Dominique seized Gil’s chin, forcing him to meet his eyes. “Why are you truly here?”
Her father’s face relaxed as he fell under the vampire’s compulsion, and Dominique released him. “Because my daughter is here. She’s my family. This is where I belong.”
“Don’t do this, Dominique,” Cassidy whispered.
His reply was a caress in her mind. Don’t you want to know the truth?
She blinked hard, willing the tears away. The truth. As a journalist, she was its champion. The absolute honesty between her and Dominique was the bedrock of their relationship the way lies and deceit had been the basis of her father’s relationship with her mother. Whatever guilt over this nibbled at Gil Chandler, it was bound to be perfunctory and fleeting.
And yet…
Dominique tilted his head. “Did you mean everything you have told your daughter tonight?”
Gil stood docile and thoughtful, hands in his windbreaker pockets. He nodded. “Every word. I should have said it long ago, but I’ve been too proud. I kept thinking I could move on and make a new life when I was only digging my hole deeper. Until it all collapsed on me.”
“So, Kelly wised up to you,” she said bitterly. “You just don’t want to be alone.”
“Not if I know you’re out there somewhere, no.”
“I can’t help you. Consider this bridge burned beyond repair.”
Dominique slanted her a poignant look. There is no such thing, mon amour. Not while either of you lives.
She hurled silent denials like lightning from her emotional storm.
He turned back to her father. “What did you hope would happen here tonight?”
“Well, I didn’t think she’d welcome me with a party, but it would have been nice to at least spend some time talking.” Gil cast a hopeful look in her direction. “What do you say, baby girl? I have a bag in my car. I can stay awhile.”
Cassidy sucked in a mighty breath. “Absolutely not.”
Dominique smiled, and she felt the warm wave of his love embrace her soul.
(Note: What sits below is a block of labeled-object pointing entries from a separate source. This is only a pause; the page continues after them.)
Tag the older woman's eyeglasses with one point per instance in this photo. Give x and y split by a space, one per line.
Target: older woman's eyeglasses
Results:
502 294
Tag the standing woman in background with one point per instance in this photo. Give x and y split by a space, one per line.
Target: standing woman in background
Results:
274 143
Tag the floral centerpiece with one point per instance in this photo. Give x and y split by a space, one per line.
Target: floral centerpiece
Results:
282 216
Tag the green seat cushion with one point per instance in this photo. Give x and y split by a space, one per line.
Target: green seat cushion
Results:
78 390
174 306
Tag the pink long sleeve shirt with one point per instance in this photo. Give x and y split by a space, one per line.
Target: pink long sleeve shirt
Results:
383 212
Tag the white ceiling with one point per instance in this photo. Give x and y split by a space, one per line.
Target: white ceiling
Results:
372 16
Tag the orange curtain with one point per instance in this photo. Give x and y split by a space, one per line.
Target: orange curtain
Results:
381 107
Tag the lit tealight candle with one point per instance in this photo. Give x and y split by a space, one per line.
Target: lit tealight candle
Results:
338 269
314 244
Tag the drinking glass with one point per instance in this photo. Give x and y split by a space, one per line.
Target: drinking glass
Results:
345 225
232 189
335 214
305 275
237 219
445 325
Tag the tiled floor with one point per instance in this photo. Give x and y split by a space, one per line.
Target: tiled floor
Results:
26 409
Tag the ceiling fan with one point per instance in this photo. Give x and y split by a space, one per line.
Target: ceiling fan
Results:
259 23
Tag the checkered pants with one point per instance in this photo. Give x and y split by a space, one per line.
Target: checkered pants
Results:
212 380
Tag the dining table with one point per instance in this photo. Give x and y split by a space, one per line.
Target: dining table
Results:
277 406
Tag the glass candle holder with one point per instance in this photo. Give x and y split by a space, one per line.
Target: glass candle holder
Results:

Then he went and ruined it.
“There is a spare bedroom upstairs,” he told her father. “Make yourself comfortable.”
18
The Key
Cassidy was mute with anger, even in her mind, but Dominique saw it ride her shoulders and blaze in her eyes. He had pushed her too far. Any other night, he would have chastised himself and begged her for understanding. Not tonight.
While Gil Chandler bumped his suitcase upstairs, Dominique toweled off the ocean and donned dry clothes. Then he ushered Cassidy and Samantha outside and down the street. The women walked to either side of him, one boiling, the other casting wary glances.
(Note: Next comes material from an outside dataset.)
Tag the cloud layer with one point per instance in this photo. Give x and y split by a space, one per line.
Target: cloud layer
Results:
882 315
They were halfway to Samantha’s cottage when Cassidy exploded. “How could you?”
Relief surged through him. Her temper he could handle, but against her silence he was powerless.
“How could you invite him to move in with us? You know what he did to my mom and me. You know how I feel. What is wrong with you?”
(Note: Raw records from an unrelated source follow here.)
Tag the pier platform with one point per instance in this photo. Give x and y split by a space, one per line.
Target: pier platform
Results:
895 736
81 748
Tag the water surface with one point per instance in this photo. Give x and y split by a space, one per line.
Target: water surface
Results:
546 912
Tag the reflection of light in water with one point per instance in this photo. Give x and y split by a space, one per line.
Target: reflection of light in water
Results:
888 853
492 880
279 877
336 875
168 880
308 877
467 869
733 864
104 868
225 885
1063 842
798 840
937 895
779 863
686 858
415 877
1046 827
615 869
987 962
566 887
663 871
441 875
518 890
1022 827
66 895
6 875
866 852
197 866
He ventured an apologetic smile. “You still need to ask?”
She threw up both hands. “No. I know why you did this. You think because you had a chummy relationship with your dad, everybody else should have one, too. What I don’t understand is why you’re cramming this down my throat now.”
He didn’t want to understand it either. His senses strained for any hint of blood-drinkers in the vicinity. No cool auras glowed in the shadows. No trace of cedar smoke drifted in the sea air. Kambyses would leave him be for the moment, but he might well be near. That creature’s powers of concealment had no limits.